What the pipeline did
- Downloaded the English Wikipedia no-image ZIM snapshot from March 2026.
- Scanned candidate pages for official maintenance templates such as citation needed, more reliable sources, original research, verifiability, and link-rot cleanup.
- Extracted the article title, Wikipedia URL, template type, nearby passage, section context, and supporting evidence.
- Filtered the output into a high-signal CSV and SQLite database.
- Built a simple static site with a Node server, public preview search, authenticated exports, API endpoints, and an MCP endpoint for agents.
What came out
- 913,965 candidate Wikipedia pages checked.
- 6,487 citation/source opportunities extracted.
- 5,136 unique articles with a usable maintenance signal.
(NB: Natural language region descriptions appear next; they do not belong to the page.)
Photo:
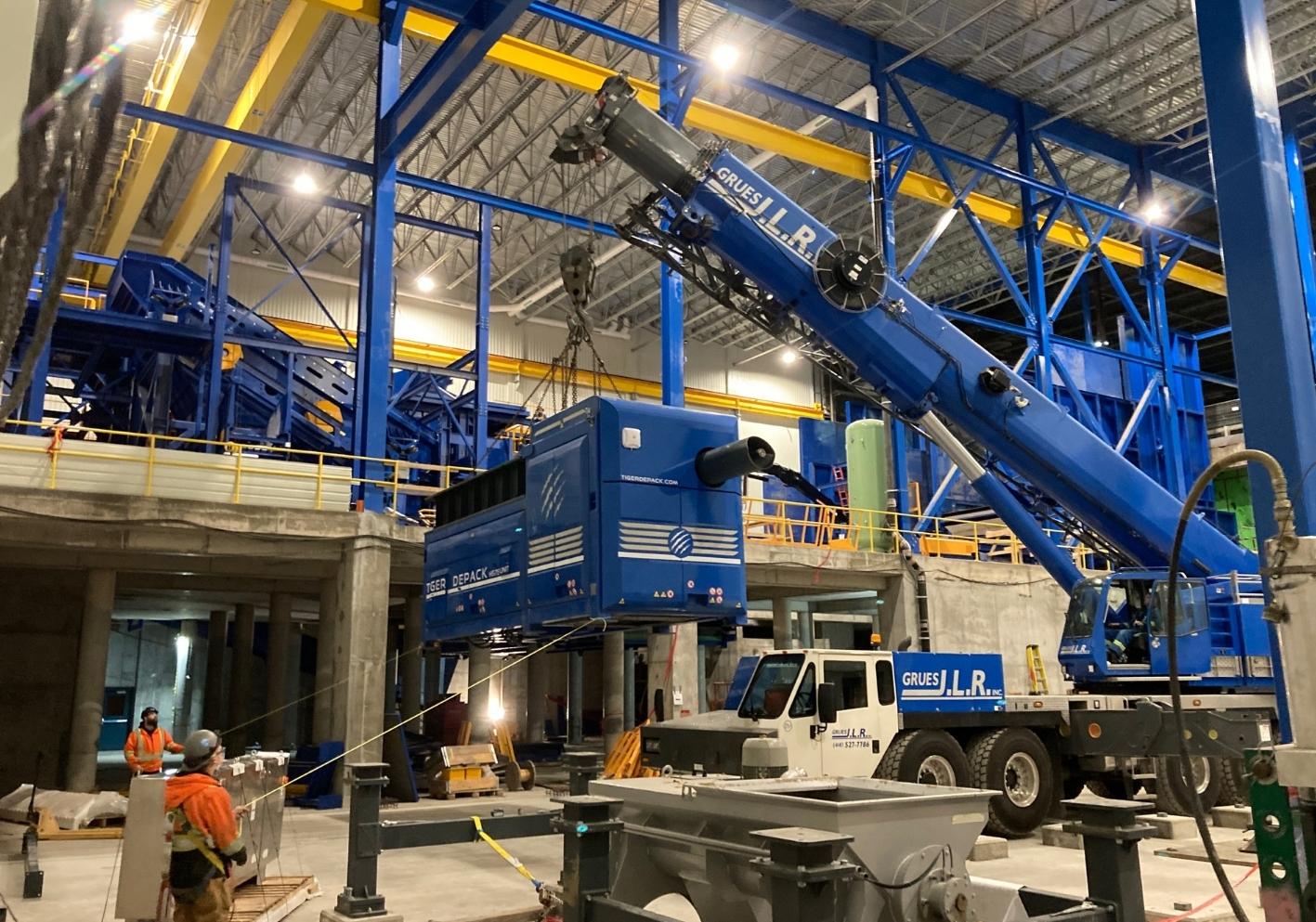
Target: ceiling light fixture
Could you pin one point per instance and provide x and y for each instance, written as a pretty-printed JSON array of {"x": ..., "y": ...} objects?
[
  {"x": 139, "y": 25},
  {"x": 724, "y": 57}
]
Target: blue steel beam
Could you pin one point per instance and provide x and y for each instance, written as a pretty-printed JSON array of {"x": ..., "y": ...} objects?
[
  {"x": 670, "y": 290},
  {"x": 1271, "y": 338},
  {"x": 362, "y": 167},
  {"x": 460, "y": 54},
  {"x": 857, "y": 45},
  {"x": 858, "y": 122}
]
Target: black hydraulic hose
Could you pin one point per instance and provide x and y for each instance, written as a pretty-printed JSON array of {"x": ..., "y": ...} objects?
[{"x": 1284, "y": 523}]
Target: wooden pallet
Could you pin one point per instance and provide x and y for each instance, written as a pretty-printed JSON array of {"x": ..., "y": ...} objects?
[
  {"x": 273, "y": 900},
  {"x": 454, "y": 795},
  {"x": 101, "y": 827}
]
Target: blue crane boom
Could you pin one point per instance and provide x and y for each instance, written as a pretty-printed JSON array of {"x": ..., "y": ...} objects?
[{"x": 915, "y": 360}]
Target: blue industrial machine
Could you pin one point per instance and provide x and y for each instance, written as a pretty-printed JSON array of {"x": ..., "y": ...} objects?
[
  {"x": 750, "y": 248},
  {"x": 615, "y": 509},
  {"x": 141, "y": 366}
]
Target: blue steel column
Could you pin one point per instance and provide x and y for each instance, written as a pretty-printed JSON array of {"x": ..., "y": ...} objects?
[
  {"x": 34, "y": 401},
  {"x": 375, "y": 312},
  {"x": 1158, "y": 316},
  {"x": 220, "y": 315},
  {"x": 671, "y": 318},
  {"x": 899, "y": 488},
  {"x": 1303, "y": 227},
  {"x": 1028, "y": 233},
  {"x": 482, "y": 333},
  {"x": 1271, "y": 340}
]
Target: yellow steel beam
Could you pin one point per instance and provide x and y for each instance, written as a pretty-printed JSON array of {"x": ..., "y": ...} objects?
[
  {"x": 278, "y": 62},
  {"x": 586, "y": 76},
  {"x": 149, "y": 141},
  {"x": 429, "y": 354}
]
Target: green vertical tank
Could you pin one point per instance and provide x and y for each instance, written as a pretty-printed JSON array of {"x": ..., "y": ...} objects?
[{"x": 867, "y": 480}]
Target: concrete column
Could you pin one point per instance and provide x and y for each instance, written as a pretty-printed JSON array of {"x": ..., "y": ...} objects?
[
  {"x": 90, "y": 681},
  {"x": 478, "y": 694},
  {"x": 322, "y": 714},
  {"x": 805, "y": 617},
  {"x": 628, "y": 682},
  {"x": 575, "y": 697},
  {"x": 215, "y": 713},
  {"x": 293, "y": 729},
  {"x": 412, "y": 657},
  {"x": 277, "y": 692},
  {"x": 679, "y": 688},
  {"x": 780, "y": 624},
  {"x": 183, "y": 684},
  {"x": 240, "y": 694},
  {"x": 391, "y": 669},
  {"x": 360, "y": 621},
  {"x": 433, "y": 687},
  {"x": 614, "y": 688},
  {"x": 536, "y": 696}
]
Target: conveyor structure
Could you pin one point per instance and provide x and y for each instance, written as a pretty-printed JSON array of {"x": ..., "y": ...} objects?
[{"x": 139, "y": 366}]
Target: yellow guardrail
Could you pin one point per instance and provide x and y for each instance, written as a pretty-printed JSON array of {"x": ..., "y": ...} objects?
[
  {"x": 322, "y": 468},
  {"x": 786, "y": 523},
  {"x": 79, "y": 292}
]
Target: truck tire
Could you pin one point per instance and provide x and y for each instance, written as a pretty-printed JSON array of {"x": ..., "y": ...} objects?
[
  {"x": 925, "y": 757},
  {"x": 1016, "y": 763},
  {"x": 1114, "y": 786},
  {"x": 1174, "y": 796},
  {"x": 1233, "y": 783}
]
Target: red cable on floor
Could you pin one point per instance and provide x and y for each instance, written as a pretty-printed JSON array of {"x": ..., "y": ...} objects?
[{"x": 1212, "y": 900}]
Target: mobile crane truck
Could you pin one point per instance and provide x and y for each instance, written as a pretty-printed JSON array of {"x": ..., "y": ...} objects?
[{"x": 945, "y": 717}]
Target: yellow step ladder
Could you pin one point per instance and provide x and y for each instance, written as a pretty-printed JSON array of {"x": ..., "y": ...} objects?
[{"x": 1037, "y": 682}]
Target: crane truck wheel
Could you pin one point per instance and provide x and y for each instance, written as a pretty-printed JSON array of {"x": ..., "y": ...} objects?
[
  {"x": 925, "y": 757},
  {"x": 1174, "y": 796},
  {"x": 1016, "y": 763}
]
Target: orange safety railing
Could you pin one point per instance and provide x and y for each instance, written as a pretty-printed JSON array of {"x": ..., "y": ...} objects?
[
  {"x": 814, "y": 525},
  {"x": 321, "y": 468}
]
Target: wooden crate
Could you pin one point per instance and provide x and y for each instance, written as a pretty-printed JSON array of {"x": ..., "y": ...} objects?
[{"x": 463, "y": 771}]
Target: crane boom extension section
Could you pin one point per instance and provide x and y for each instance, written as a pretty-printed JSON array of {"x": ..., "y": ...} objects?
[{"x": 905, "y": 349}]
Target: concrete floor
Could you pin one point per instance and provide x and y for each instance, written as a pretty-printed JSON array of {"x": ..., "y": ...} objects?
[{"x": 469, "y": 881}]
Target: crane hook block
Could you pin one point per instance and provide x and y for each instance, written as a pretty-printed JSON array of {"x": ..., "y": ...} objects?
[{"x": 849, "y": 274}]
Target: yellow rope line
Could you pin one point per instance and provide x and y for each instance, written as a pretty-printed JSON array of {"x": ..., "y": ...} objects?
[{"x": 422, "y": 712}]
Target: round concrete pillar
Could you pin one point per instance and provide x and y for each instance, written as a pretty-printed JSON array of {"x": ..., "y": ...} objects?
[
  {"x": 90, "y": 682},
  {"x": 614, "y": 688},
  {"x": 478, "y": 694},
  {"x": 277, "y": 694}
]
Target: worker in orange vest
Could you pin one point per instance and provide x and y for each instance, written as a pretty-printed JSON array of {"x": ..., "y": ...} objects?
[
  {"x": 146, "y": 745},
  {"x": 207, "y": 840}
]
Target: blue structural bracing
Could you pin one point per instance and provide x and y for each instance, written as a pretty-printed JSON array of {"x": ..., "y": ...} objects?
[{"x": 602, "y": 515}]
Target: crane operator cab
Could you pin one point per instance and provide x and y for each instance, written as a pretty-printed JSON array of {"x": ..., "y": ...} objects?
[{"x": 1117, "y": 622}]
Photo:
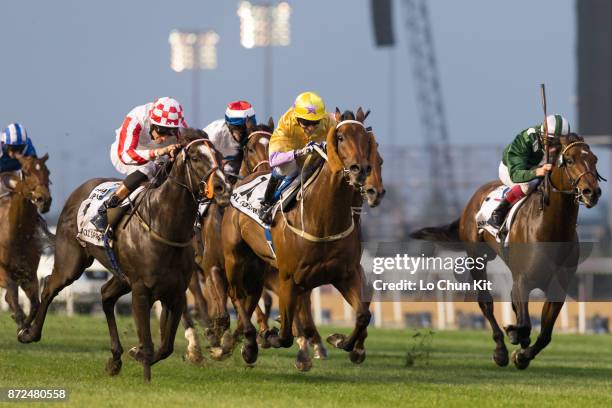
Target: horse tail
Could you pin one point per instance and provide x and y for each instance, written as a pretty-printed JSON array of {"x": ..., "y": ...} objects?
[{"x": 444, "y": 233}]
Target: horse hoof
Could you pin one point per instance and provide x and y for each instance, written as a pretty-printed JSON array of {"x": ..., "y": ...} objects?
[
  {"x": 262, "y": 340},
  {"x": 113, "y": 367},
  {"x": 520, "y": 361},
  {"x": 194, "y": 356},
  {"x": 218, "y": 354},
  {"x": 249, "y": 353},
  {"x": 336, "y": 340},
  {"x": 303, "y": 366},
  {"x": 512, "y": 333},
  {"x": 357, "y": 356},
  {"x": 320, "y": 352},
  {"x": 501, "y": 357},
  {"x": 25, "y": 336}
]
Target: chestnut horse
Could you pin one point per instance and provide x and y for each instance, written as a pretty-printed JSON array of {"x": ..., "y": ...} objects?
[
  {"x": 543, "y": 246},
  {"x": 211, "y": 299},
  {"x": 324, "y": 247},
  {"x": 20, "y": 237},
  {"x": 373, "y": 192},
  {"x": 153, "y": 249}
]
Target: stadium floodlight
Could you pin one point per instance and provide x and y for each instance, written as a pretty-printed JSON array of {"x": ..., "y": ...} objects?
[
  {"x": 265, "y": 25},
  {"x": 193, "y": 51}
]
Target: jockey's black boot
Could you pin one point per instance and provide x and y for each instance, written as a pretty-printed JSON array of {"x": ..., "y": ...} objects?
[
  {"x": 100, "y": 221},
  {"x": 499, "y": 214},
  {"x": 267, "y": 204}
]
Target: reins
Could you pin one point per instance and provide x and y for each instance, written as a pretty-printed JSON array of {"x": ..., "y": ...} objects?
[{"x": 302, "y": 232}]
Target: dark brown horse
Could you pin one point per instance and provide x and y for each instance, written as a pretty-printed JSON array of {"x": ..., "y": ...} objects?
[
  {"x": 543, "y": 250},
  {"x": 211, "y": 297},
  {"x": 324, "y": 248},
  {"x": 153, "y": 250},
  {"x": 20, "y": 238}
]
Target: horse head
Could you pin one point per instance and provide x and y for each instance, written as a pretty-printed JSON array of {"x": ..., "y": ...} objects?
[
  {"x": 255, "y": 151},
  {"x": 202, "y": 162},
  {"x": 575, "y": 170},
  {"x": 373, "y": 190},
  {"x": 35, "y": 181},
  {"x": 349, "y": 147}
]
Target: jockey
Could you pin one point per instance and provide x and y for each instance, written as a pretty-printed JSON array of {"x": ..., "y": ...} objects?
[
  {"x": 148, "y": 132},
  {"x": 14, "y": 142},
  {"x": 303, "y": 125},
  {"x": 229, "y": 136},
  {"x": 523, "y": 165}
]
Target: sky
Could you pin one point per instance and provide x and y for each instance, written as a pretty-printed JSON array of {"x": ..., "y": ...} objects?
[{"x": 71, "y": 69}]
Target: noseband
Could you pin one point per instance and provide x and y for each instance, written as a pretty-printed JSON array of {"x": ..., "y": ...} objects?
[
  {"x": 254, "y": 169},
  {"x": 561, "y": 163}
]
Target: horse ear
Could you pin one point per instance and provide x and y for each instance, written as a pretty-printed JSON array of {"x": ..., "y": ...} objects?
[
  {"x": 360, "y": 115},
  {"x": 338, "y": 115},
  {"x": 250, "y": 125}
]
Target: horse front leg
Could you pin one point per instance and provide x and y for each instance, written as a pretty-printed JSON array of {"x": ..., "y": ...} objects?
[
  {"x": 141, "y": 308},
  {"x": 111, "y": 292},
  {"x": 171, "y": 317},
  {"x": 550, "y": 311},
  {"x": 485, "y": 302},
  {"x": 31, "y": 291},
  {"x": 520, "y": 334},
  {"x": 351, "y": 289}
]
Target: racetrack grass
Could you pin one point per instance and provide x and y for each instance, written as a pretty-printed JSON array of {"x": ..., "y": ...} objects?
[{"x": 572, "y": 370}]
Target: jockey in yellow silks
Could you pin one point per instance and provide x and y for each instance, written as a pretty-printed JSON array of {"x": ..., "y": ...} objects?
[{"x": 303, "y": 125}]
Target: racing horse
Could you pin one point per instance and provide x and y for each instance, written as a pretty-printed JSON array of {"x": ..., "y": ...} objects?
[
  {"x": 372, "y": 192},
  {"x": 324, "y": 248},
  {"x": 211, "y": 299},
  {"x": 543, "y": 246},
  {"x": 153, "y": 250},
  {"x": 21, "y": 243}
]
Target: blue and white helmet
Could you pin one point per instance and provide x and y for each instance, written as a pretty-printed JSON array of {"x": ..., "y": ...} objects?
[
  {"x": 557, "y": 126},
  {"x": 14, "y": 135}
]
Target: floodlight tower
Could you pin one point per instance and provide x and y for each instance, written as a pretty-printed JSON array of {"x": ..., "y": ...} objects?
[
  {"x": 265, "y": 25},
  {"x": 444, "y": 201},
  {"x": 193, "y": 51}
]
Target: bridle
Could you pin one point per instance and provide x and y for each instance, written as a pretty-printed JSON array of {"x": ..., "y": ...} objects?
[
  {"x": 562, "y": 164},
  {"x": 245, "y": 155},
  {"x": 207, "y": 180}
]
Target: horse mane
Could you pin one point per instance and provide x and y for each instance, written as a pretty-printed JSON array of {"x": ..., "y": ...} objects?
[{"x": 188, "y": 135}]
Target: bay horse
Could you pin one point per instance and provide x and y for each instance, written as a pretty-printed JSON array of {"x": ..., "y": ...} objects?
[
  {"x": 20, "y": 236},
  {"x": 326, "y": 249},
  {"x": 372, "y": 192},
  {"x": 153, "y": 249},
  {"x": 543, "y": 246},
  {"x": 211, "y": 298}
]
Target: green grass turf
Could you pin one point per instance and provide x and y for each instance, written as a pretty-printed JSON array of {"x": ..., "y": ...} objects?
[{"x": 460, "y": 372}]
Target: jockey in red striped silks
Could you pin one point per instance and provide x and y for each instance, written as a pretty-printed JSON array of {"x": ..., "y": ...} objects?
[{"x": 148, "y": 132}]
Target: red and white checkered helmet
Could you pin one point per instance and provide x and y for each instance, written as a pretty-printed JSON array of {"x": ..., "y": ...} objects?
[{"x": 166, "y": 112}]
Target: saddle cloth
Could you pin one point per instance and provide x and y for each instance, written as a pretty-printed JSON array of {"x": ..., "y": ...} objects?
[
  {"x": 488, "y": 205},
  {"x": 88, "y": 209},
  {"x": 247, "y": 197}
]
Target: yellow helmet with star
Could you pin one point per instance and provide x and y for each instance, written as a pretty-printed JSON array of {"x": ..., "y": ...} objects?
[{"x": 309, "y": 106}]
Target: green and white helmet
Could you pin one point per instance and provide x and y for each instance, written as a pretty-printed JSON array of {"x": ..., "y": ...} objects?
[{"x": 557, "y": 126}]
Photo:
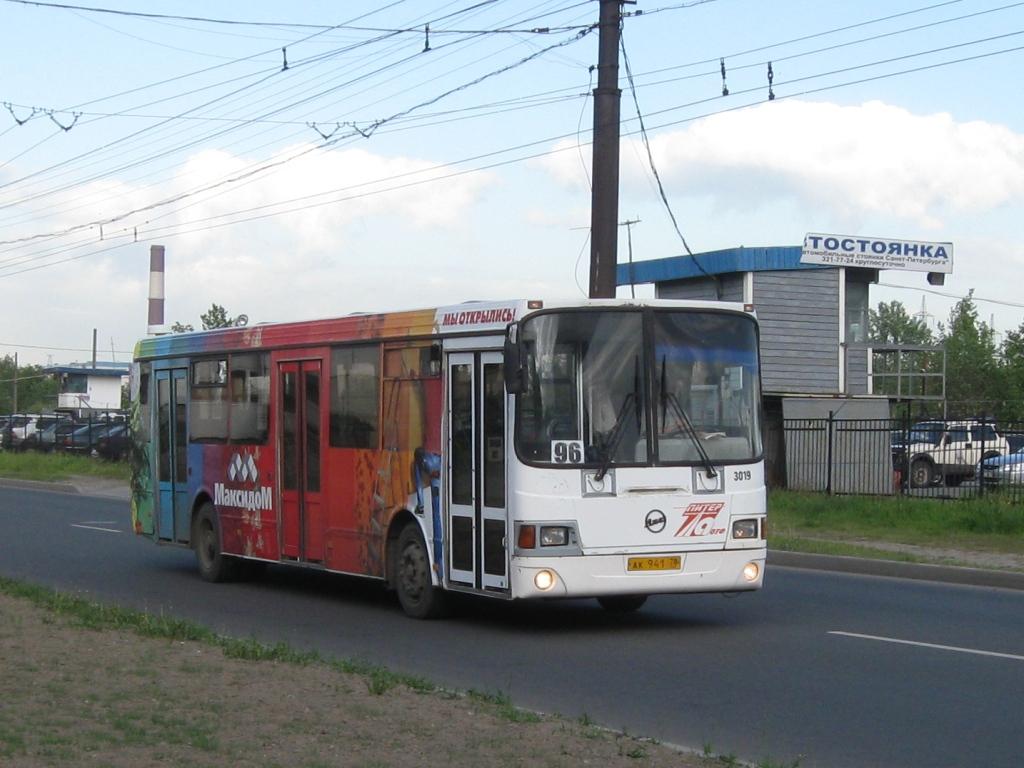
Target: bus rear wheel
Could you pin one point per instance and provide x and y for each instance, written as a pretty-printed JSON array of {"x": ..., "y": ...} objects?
[
  {"x": 419, "y": 598},
  {"x": 213, "y": 564},
  {"x": 622, "y": 603}
]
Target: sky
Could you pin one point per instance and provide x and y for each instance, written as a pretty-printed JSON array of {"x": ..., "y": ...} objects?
[{"x": 314, "y": 159}]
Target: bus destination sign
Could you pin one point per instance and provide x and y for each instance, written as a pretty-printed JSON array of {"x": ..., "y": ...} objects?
[{"x": 877, "y": 253}]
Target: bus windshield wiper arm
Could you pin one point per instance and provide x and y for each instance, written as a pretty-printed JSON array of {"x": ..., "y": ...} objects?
[
  {"x": 690, "y": 431},
  {"x": 615, "y": 436}
]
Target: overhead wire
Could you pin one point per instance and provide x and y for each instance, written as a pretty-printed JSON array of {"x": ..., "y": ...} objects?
[
  {"x": 363, "y": 132},
  {"x": 875, "y": 64},
  {"x": 208, "y": 136}
]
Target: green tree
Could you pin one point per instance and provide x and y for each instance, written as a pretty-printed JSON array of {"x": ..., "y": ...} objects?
[
  {"x": 215, "y": 316},
  {"x": 1012, "y": 359},
  {"x": 890, "y": 324},
  {"x": 975, "y": 383}
]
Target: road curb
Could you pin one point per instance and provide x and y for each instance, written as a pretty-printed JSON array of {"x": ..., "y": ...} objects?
[
  {"x": 60, "y": 487},
  {"x": 896, "y": 569}
]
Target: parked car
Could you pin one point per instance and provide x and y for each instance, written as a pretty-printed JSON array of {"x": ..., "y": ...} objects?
[
  {"x": 114, "y": 444},
  {"x": 84, "y": 438},
  {"x": 50, "y": 429},
  {"x": 18, "y": 427},
  {"x": 1004, "y": 470},
  {"x": 951, "y": 454}
]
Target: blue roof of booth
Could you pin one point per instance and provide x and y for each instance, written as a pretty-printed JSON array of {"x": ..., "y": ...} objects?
[
  {"x": 714, "y": 262},
  {"x": 101, "y": 369}
]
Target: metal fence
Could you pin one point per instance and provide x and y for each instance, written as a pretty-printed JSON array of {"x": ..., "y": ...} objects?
[
  {"x": 92, "y": 433},
  {"x": 885, "y": 457}
]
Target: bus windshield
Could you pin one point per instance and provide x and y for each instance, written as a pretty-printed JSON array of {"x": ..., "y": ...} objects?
[{"x": 639, "y": 388}]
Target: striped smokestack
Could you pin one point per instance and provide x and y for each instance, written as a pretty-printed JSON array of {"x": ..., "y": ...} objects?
[{"x": 156, "y": 290}]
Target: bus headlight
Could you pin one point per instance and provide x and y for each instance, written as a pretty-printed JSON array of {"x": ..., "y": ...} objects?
[
  {"x": 544, "y": 580},
  {"x": 744, "y": 528},
  {"x": 554, "y": 536}
]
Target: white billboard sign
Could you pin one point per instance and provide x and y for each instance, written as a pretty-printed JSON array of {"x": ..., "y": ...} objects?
[{"x": 877, "y": 253}]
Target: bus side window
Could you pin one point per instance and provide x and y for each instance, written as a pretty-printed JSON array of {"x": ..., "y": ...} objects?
[
  {"x": 208, "y": 414},
  {"x": 250, "y": 395},
  {"x": 355, "y": 383}
]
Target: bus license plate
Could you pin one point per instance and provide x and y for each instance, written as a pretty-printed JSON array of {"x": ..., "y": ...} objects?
[{"x": 673, "y": 562}]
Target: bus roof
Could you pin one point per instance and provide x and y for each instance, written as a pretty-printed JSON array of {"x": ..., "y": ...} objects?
[{"x": 468, "y": 318}]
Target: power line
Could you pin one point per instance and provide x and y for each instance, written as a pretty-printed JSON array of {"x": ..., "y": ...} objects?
[
  {"x": 166, "y": 230},
  {"x": 1016, "y": 305},
  {"x": 291, "y": 25}
]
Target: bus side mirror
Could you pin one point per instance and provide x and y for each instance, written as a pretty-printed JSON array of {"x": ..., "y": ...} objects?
[{"x": 515, "y": 379}]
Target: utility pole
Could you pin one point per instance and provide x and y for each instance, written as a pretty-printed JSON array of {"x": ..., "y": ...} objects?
[{"x": 604, "y": 197}]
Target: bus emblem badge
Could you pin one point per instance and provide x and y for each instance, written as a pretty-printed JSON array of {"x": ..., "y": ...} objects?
[
  {"x": 243, "y": 470},
  {"x": 654, "y": 521}
]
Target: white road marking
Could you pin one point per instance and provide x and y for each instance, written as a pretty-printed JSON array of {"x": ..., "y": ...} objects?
[
  {"x": 94, "y": 527},
  {"x": 957, "y": 649}
]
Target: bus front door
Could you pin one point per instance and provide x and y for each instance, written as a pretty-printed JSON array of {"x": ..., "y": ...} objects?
[
  {"x": 476, "y": 512},
  {"x": 172, "y": 444},
  {"x": 301, "y": 436}
]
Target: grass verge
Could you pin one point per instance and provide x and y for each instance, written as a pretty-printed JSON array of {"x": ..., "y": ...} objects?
[
  {"x": 965, "y": 531},
  {"x": 88, "y": 684},
  {"x": 57, "y": 466}
]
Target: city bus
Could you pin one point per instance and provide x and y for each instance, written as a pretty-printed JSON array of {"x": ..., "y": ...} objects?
[{"x": 607, "y": 449}]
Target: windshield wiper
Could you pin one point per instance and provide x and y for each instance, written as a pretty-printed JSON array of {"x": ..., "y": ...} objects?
[
  {"x": 615, "y": 436},
  {"x": 669, "y": 398}
]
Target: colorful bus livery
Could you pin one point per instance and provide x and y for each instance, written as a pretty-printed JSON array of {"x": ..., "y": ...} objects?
[{"x": 517, "y": 450}]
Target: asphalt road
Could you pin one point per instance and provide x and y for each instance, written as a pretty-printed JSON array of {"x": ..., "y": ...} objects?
[{"x": 836, "y": 670}]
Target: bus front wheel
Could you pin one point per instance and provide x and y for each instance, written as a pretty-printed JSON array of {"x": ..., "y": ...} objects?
[
  {"x": 419, "y": 598},
  {"x": 213, "y": 564},
  {"x": 622, "y": 603}
]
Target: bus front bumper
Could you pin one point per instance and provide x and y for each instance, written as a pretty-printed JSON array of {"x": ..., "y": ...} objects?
[{"x": 595, "y": 576}]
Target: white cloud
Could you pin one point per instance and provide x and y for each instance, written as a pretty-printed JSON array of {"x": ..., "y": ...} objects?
[
  {"x": 356, "y": 252},
  {"x": 848, "y": 162}
]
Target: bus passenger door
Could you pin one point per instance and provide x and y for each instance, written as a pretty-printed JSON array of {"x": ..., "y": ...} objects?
[
  {"x": 300, "y": 442},
  {"x": 172, "y": 444},
  {"x": 476, "y": 513}
]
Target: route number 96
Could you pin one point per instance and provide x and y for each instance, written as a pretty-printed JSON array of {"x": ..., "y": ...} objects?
[{"x": 566, "y": 452}]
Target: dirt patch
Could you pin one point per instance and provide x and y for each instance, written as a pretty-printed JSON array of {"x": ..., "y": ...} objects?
[{"x": 75, "y": 696}]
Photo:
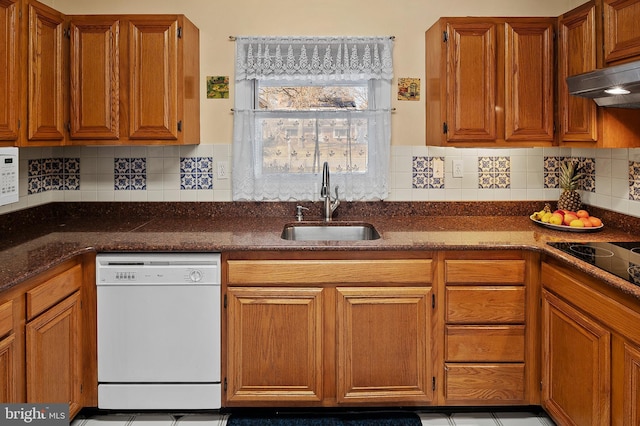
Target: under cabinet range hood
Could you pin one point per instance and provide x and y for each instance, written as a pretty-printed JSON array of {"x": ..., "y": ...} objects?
[{"x": 617, "y": 86}]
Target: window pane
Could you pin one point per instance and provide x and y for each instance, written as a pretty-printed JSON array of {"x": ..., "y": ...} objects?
[{"x": 303, "y": 142}]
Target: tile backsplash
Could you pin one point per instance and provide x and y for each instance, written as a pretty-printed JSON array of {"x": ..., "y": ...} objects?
[{"x": 417, "y": 173}]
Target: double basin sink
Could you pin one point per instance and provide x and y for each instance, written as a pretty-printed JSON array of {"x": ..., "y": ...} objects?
[{"x": 329, "y": 231}]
- 0 extraction errors in the final run.
- Updated from the March 2026 English Wikipedia snapshot.
How to read a result
A result is not a promise that Wikipedia will cite you. It is a signal that an existing article has a sourcing problem. The useful move is to publish something genuinely helpful: a dataset, benchmark, primary research page, expert explainer, source comparison, or documentation page that makes the article easier to verify.
Why there is a free cap
The public site shows two examples per query so people can understand the idea without turning the dataset into a bulk export. Full access unlocks the complete CSV/JSON dataset, higher API search limits, and MCP tools.
Built with AI, but grounded in source data
AI helped with coding, interface copy, deployment, and verification. The underlying opportunities come from the Wikipedia snapshot and the extracted maintenance tags, not from AI guessing what Wikipedia might need.